An Artist's Eye: Sarah Crowner
'Saturated bodies of colour banging into each other'
'Saturated bodies of colour banging into each other'
In a new series, artists exhibiting at Frieze London selected works at Frieze Masters that spoke to them. Sarah Crowner - who had a two-day solo presentation at Simon Lee Gallery (E6) - chose the presentation of Carol Rama with Galerie Isabella Bortolozzi in Spotlight (H15). The whole installation at the stand was a fascinating mini lesson in the Italian avant-garde Carol Rama's life and work. There was a large rubber tire painting of hers, and a smaller white painting with pieces of what looked like tinted sliced mylar or plastic attached to it, and then a weird sweater-dress from the 1980s, which had tiny sculptural red lip-shapes stitched over the breast. I knew about Rama’s erotic watercolors - which I always loved - but the whole presentation showed the arc of her life's work; I wish I could have seen more. One work which struck me was a small piece called Le Amice (‘The Friends’) from 1951. Its a very complex, personal and moving piece.
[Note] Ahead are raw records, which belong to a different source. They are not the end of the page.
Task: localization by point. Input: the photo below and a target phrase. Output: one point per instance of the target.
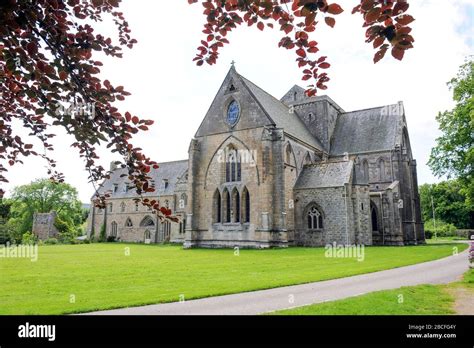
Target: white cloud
(168, 87)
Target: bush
(51, 241)
(442, 229)
(63, 226)
(29, 238)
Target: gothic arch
(365, 170)
(289, 154)
(226, 206)
(230, 140)
(128, 223)
(217, 207)
(314, 217)
(114, 229)
(374, 217)
(147, 222)
(235, 205)
(245, 205)
(307, 159)
(381, 169)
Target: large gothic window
(233, 167)
(373, 215)
(236, 205)
(246, 205)
(147, 235)
(217, 207)
(365, 170)
(381, 170)
(226, 206)
(147, 222)
(315, 219)
(114, 229)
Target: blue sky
(167, 86)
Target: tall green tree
(44, 196)
(453, 154)
(450, 203)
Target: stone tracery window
(113, 233)
(147, 222)
(315, 219)
(233, 167)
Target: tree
(44, 196)
(453, 154)
(386, 22)
(47, 58)
(450, 202)
(49, 78)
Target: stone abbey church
(264, 172)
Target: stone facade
(43, 225)
(264, 172)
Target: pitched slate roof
(281, 116)
(171, 171)
(325, 174)
(367, 130)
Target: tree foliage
(386, 22)
(49, 77)
(453, 154)
(44, 196)
(49, 71)
(450, 202)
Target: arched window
(288, 154)
(217, 207)
(246, 205)
(365, 170)
(236, 205)
(147, 235)
(114, 228)
(226, 205)
(307, 159)
(233, 166)
(315, 219)
(147, 222)
(184, 200)
(381, 170)
(374, 218)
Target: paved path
(440, 271)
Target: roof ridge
(372, 108)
Painted in a thick impasto, with saturated bodies of colour banging into each other, it begins as a portrait of two friends leaning against each other, but then at the bottom half dissolves into a geometric abstract design (their dresses?).The pair are sitting in front of another colourful patern. Their eyes are wide open black circles, too. The shape of their heads repeat, side-by-side. They become pattern. I wonder what these two friends are thinking, where they might be off to. Some kind of adventure, perhaps.